Mural completed by art students displayed in CSD lobby
A wall mural depicting a campus Cliff Walk scene stamped with a multicultural theme that four art students painstakingly devoted a year to completing now hangs in the lobby of the Center for Student Development.
The work was taken on last spring as a special project in Gerald Perrino’s art class. Rachel DeLuca, Jordan Thuman, Hope Foster and Serena Lafond, all junior art majors, also worked with Khalil Habib, director of the Pell Honors Program, to cross-list the project as a Pell Honors elective with the intention of donating the work to the University when completed.
The 60-by-96-inch canvas mural, completed in two panels, illustrates the natural beauty of the Cliff Walk with views overlooking the ocean and beaches. Several Salve Regina students can be seen enjoying each others’ company, sitting under a large tree and walking along the famous path. The Newport (Pell) Bridge can be seen in the distance.
“We wanted to incorporate the Cliff Walk because it’s such an integral part of the Salve community,” Lafond said. “And we wanted to incorporate the people that actually attend Salve or once attended Salve. They posed for us … a few them are us.”
The students started by drawing thumbnail sketches representing their vision. “We had a lot of different ideas … some worked and some didn’t,” Thuman said.

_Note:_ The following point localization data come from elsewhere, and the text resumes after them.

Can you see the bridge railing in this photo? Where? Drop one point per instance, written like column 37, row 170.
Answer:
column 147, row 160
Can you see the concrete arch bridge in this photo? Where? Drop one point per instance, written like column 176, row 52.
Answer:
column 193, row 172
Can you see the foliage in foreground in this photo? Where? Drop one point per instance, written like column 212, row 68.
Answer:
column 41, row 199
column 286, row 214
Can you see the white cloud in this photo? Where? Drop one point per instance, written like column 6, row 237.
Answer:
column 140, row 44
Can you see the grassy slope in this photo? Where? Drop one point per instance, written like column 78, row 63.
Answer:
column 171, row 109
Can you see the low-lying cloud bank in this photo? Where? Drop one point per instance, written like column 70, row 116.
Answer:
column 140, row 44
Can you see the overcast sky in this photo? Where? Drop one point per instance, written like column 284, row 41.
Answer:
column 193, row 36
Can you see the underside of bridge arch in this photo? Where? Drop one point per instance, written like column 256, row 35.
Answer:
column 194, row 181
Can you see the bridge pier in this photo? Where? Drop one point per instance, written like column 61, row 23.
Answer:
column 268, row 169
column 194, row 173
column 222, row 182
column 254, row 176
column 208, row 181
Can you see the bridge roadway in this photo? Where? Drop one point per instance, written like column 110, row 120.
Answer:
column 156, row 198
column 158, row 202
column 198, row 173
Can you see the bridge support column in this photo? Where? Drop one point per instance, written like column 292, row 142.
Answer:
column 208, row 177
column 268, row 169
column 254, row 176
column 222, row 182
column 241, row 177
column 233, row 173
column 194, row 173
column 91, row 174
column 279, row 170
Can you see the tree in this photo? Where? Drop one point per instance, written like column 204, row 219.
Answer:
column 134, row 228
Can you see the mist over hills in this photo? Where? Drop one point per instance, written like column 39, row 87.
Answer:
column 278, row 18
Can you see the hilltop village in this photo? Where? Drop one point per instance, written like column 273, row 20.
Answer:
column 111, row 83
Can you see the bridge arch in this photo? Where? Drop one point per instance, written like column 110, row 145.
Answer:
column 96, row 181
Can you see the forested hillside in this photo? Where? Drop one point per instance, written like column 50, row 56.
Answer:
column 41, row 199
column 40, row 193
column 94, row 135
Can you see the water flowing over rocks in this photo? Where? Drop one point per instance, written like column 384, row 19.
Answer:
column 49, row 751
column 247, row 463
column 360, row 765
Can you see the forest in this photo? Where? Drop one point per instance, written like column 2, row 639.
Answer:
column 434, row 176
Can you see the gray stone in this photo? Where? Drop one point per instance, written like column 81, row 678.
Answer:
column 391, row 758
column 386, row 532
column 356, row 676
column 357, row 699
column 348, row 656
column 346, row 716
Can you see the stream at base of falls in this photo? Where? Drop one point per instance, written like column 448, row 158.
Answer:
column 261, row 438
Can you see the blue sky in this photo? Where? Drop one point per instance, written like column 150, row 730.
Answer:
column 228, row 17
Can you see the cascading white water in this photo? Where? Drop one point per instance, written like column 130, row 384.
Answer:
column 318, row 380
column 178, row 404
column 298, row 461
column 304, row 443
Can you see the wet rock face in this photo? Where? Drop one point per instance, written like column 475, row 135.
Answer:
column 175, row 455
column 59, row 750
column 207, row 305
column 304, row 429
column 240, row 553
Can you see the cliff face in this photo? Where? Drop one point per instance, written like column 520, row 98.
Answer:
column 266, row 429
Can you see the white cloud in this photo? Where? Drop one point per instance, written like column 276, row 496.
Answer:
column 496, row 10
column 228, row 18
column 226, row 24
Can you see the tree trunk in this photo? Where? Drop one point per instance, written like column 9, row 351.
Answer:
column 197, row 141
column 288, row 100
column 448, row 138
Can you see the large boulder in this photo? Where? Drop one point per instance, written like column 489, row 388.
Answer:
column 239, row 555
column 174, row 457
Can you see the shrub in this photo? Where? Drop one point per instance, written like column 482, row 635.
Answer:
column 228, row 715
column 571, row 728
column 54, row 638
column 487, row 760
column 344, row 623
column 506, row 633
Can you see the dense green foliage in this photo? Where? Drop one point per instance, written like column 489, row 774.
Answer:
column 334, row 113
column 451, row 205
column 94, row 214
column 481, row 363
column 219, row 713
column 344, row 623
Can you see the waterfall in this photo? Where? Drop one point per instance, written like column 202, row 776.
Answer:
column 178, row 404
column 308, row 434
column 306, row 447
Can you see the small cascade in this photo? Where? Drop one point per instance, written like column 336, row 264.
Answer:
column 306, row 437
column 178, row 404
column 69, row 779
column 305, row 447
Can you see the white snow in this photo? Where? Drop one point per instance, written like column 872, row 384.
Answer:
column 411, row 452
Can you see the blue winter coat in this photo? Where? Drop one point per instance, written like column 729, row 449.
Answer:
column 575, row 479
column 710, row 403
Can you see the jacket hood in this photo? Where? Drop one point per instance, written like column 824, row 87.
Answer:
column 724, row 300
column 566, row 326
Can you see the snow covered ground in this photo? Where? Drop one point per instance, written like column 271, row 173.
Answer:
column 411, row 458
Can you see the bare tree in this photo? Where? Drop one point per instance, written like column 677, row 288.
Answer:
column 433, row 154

Once they settled on the theme, the work was divided based on their individual talents and interests. “Jordan did all the faces, I did upper background, Rachel did clothing and Serena did … miscellaneous,” Foster said.
“This is a rare group of very strong painting students who are reliable and also work well together,” said Perrino, associate professor of art. “It was also a large enough group to distribute the heavy workload that was warranted by such a project.”
Perrino said the students did everything themselves, from research and design to building the canvas stretchers and executing the painting itself. “When the term was over, they felt the project still needed work so they got together for a week over the summer in the hope of polishing it off. I was able to offer summer input via the Internet.”
The students continued to work on parts of the mural over the fall term. “It is clear that they are persistent and perfectionists, both important traits for professional artists,” Perrino said. “I expect big things from all these students, both next year and beyond.”